Figure 6b shows the ln(σ) curves as a function of the inverse of the heating temperature on the binary blend and the nanocomposite. An average value of the membrane thickness of 15 µm was used to estimate the conductivity of the samples based on preliminary observations made with electron microscopy. This value was reliable due to the control of all the electrospinning preparation factors of polymeric nanofibers, which were indicated in the numeral 2.1. At low temperatures, a decrease in the electrical conductivity in the samples was observed in the temperature range between 30 and 70 °C. This behavior was mainly attributed to the decrease in the humidity of the membranes subjected to heat treatment. This is evident in the TGA study shown in Figure 4, where a mass loss of 5 and 10% of the binary membranes with and without nanoparticles is indicated, respectively. A linear region associated with thermal activation at high temperatures was observed. For the PVA/CS binary blend membrane, the mechanism of ionic jumps was dominant in the temperature range of 140 to 190 °C, which was influenced by the flexibility of the polymer chains due to their proximity to the polymer’s melting temperature. On the other hand, in the composite, this effect also occurred at a lower temperature range (100–150 °C), possibly due to the higher moisture retention caused by the nanoparticles dispersed in the membrane, which facilitated the ionic electromigration of the charge carriers originating from the CS. The activation energy, Ea, was calculated using the slopes and parameters of the linear regions mentioned above in Equation (5). An activation energy of 1.38 eV was obtained for the undoped binary membrane. Similarly, a lower activation energy corresponding to 0.46 eV was determined for the composite. This was due to the incorporation of PVA and the adequate dispersion of TiO₂ in the CS matrix, which improved moisture retention and redistributed the free volume in the composite.

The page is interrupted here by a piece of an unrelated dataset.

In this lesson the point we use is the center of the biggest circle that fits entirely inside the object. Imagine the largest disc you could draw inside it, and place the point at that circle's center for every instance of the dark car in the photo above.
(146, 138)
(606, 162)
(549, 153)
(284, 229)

Figure 7 presents the trend of the activation energy as a function of the filler content of the composite. Thus, the lowest value of the activation energy was presented for the TiO₂ concentration (1000 ppm). A significant increase in the activation energy was seen for a higher nanoparticle content. In this sense, Yong et al. (2007) [9] mentioned that the ionic conductivity decreased with the increasing ceramic filler due to the dilution effect on the proton exchange groups in the original polymer matrix.

4. Conclusions

The moisture absorption capacity of the PVA/CS(x TiO₂) electro-spun membranes was controlled by the incorporation of ceramic nanoparticles. For the concentration x = 1000 ppm, the hydrophilic effects of the membrane were favored, with moisture absorption up to 13%; on the other hand, at higher concentrations of the refill, the hydrophobic properties were promoted, reaching values close to 2%, perhaps due to the low competition of the hygroscopic nanofiller (concentration 1000 ppm) with the water molecules to occupy these spaces. Thermal analysis by TGA indicated in the PVA/CS composite (1000 ppm) significant moisture retention with water loss (5% or less) for temperature increments from 30 to 200 °C. This was mainly due to the synergistic interaction of the hygroscopic filler with the ionic groups of the binary membrane. In the DSC thermogram, a shift in the glass transition temperature to a lower temperature (37 °C) due to the effect of the nanoparticles (1000 ppm TiO₂) was observed concerning the fibrous membrane without a filler (44 °C). This decrease indicated the possibility of higher ionic conductivities in the nanocomposites at room temperature. The Arrhenius model analysis for the PVA/CS composite (1000 ppm TiO₂) inferred lower activation energy (0.46 eV) for the temperature range between 100 and 150 °C. This could be attributed both to the moisture retention capacity and to the solid plasticizing effect of the hydrophilic nanoparticles when adequately dispersed in the binary matrix. It is essential to mention that, in future work, it could be interesting to fill the intra-fibrous spaces of the electro-spun membrane with compatible material to validate the energy efficiency of the new composite as a solid polymer electrolyte in a direct methanol fuel cell.